As the spring season approaches full bloom, legions of bees are arriving in full force to speed the process along. If you've ever wondered whether the one bee that seems to be chasing you around is acting very deliberately, your hunch may be correct.
Felicity Muth, a postdoctoral animal cognition researcher at the University of Nevada, Reno, has been focused on expanding our understanding of bee cognition, which goes far beyond mindless buzzing around.
Muth's work seeks to build on the findings of Karl von Frisch, who won the Nobel Prize for his research on honey bees' color vision and waggle dance communication.
As Muth explains in a two-part blog for Scientific American, bees operate as generalists when it comes to sipping nectar and collecting pollen from flowers. The all-female worker bees use associative learning to distinguish which flowers have the best pollen and nectar.

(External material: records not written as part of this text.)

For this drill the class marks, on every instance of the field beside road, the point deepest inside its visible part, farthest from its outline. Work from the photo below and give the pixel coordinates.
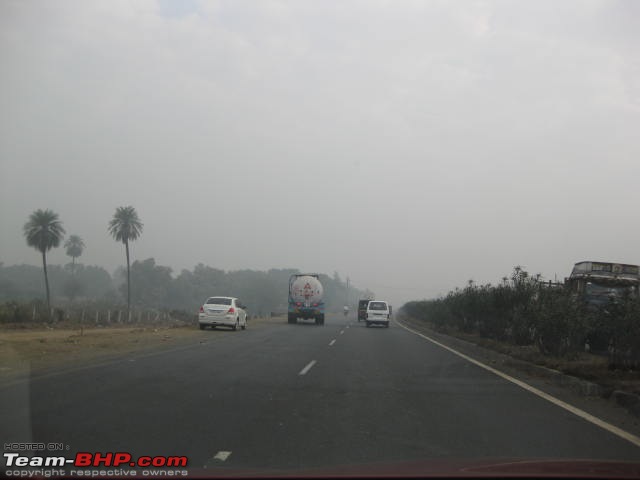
(41, 349)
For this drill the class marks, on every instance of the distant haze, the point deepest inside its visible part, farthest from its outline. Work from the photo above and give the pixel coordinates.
(408, 145)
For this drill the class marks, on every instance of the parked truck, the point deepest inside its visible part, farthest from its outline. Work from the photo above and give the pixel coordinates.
(306, 298)
(598, 283)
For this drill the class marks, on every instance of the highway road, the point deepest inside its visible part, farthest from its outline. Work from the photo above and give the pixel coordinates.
(299, 397)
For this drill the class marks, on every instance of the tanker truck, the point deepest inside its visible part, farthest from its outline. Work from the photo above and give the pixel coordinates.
(306, 298)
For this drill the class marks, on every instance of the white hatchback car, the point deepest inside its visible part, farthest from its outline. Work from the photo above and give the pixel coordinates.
(378, 312)
(222, 311)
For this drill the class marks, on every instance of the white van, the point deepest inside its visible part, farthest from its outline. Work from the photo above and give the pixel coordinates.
(378, 312)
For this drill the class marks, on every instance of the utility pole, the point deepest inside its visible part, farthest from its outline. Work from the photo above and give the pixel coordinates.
(346, 299)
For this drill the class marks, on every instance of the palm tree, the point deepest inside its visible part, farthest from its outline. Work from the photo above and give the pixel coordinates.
(43, 232)
(74, 247)
(125, 226)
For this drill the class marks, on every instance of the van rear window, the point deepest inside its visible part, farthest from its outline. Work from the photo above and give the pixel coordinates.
(218, 301)
(377, 306)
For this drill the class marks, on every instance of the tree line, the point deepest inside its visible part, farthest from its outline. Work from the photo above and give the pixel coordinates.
(525, 310)
(155, 285)
(44, 231)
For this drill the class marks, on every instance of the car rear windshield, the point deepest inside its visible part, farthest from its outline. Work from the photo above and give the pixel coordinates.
(218, 301)
(377, 306)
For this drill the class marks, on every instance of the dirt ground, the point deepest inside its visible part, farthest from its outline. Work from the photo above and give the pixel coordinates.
(593, 368)
(41, 349)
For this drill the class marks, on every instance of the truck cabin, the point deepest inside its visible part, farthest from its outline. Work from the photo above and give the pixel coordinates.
(599, 283)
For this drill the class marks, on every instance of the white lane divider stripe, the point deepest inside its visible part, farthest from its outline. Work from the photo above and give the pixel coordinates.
(221, 455)
(307, 368)
(576, 411)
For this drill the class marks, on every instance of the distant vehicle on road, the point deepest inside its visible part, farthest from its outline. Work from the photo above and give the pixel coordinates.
(222, 311)
(378, 313)
(306, 298)
(598, 283)
(362, 308)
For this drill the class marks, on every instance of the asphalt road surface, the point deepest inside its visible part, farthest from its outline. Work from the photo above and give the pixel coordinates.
(299, 397)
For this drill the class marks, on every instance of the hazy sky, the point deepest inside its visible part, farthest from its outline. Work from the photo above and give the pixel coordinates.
(409, 145)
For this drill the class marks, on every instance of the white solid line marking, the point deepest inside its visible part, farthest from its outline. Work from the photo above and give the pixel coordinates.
(307, 368)
(576, 411)
(222, 456)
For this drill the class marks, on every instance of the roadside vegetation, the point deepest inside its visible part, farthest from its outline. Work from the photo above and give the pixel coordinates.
(142, 292)
(528, 315)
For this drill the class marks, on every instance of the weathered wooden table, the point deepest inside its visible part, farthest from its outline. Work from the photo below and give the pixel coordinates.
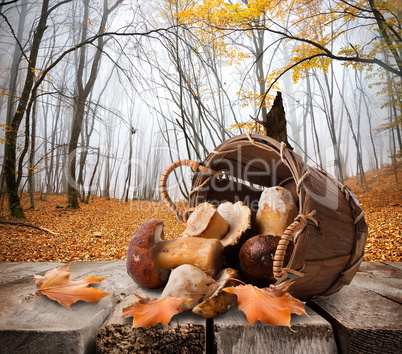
(364, 317)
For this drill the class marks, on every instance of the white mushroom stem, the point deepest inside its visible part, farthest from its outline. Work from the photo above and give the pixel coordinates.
(187, 281)
(203, 253)
(276, 211)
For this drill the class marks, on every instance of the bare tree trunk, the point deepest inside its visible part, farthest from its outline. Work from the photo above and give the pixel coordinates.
(31, 168)
(93, 177)
(81, 99)
(11, 134)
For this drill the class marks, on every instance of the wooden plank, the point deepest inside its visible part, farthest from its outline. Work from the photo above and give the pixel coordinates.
(31, 324)
(310, 335)
(382, 278)
(186, 334)
(366, 315)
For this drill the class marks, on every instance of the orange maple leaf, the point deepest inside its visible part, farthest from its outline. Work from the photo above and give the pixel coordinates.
(268, 305)
(56, 285)
(147, 312)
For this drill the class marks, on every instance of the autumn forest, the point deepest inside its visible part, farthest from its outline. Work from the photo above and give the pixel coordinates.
(97, 97)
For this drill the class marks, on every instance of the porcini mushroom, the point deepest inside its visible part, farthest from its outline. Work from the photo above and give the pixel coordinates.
(187, 281)
(205, 221)
(140, 263)
(203, 253)
(216, 301)
(256, 259)
(276, 211)
(238, 217)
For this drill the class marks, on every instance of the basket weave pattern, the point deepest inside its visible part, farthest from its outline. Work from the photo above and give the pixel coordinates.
(329, 233)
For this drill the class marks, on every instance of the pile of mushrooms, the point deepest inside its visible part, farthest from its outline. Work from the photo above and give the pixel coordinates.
(195, 265)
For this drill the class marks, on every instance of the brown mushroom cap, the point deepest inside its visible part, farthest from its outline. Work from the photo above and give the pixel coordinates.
(141, 266)
(205, 221)
(216, 301)
(256, 259)
(238, 216)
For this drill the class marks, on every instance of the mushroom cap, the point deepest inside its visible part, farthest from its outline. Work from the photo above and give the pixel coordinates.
(141, 266)
(216, 301)
(256, 259)
(205, 221)
(238, 216)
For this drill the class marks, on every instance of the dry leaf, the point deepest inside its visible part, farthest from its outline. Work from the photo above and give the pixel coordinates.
(147, 312)
(270, 306)
(56, 285)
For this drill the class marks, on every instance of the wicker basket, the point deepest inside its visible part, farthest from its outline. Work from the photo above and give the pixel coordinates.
(329, 233)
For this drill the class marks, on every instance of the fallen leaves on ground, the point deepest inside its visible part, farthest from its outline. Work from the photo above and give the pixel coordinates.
(271, 306)
(56, 285)
(102, 229)
(147, 312)
(382, 206)
(98, 231)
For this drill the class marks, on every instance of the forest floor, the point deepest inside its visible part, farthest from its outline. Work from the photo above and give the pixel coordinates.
(102, 229)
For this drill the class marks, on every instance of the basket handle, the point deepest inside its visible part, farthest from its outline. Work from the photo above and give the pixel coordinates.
(195, 166)
(290, 234)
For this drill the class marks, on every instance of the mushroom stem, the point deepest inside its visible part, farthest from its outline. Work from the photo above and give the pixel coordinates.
(203, 253)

This can happen when she visits a single type of flower, for example if she lands on a lavender flower and finds some really good nectar, she will be then more likely to seek out another lavender flower in the future.
Von Frisch's experiments used a series of colored cards with sugar water on them. Most of the cards were different shades of grey and one was a bold color, such as blue. When the honey bees passed over the grey shades to opt for the blue, it proved that they had the ability to detect hues. Using similar experimental principles, other scientists went on to prove that bees could learn to select flowers based on their shape, size, temperature, pattern, and electric field.
Muth goes on to describe several other advanced experiments that demonstrate the cognitive ability of honey bees and bumble bees to form abstract concepts, which give them behavioral flexibility. They might understand that certain conditions in flowers are true only at certain times of day, so that their notions of 'sameness' and 'difference' must account for multiple factors influencing a general rule they have learned.
As for the question of why honey bees become aggressive, many of the reasons may have less to do with the presence of people than with the environmental conditions affecting their hives. A missing queen bee, a dearth of nectar, and high humidity can all put bees in a cranky mood. Usually, this leads to fighting amongst different hives, but if a person happens to intrude on a hive, it can set in motion a chain of attackers who will sacrifice themselves to protect the colony.
If a honey bee is out foraging for nectar, it's rarely a threat, but if you're allergic and don't want end up in hives, it's a good idea to stay away from bee hives.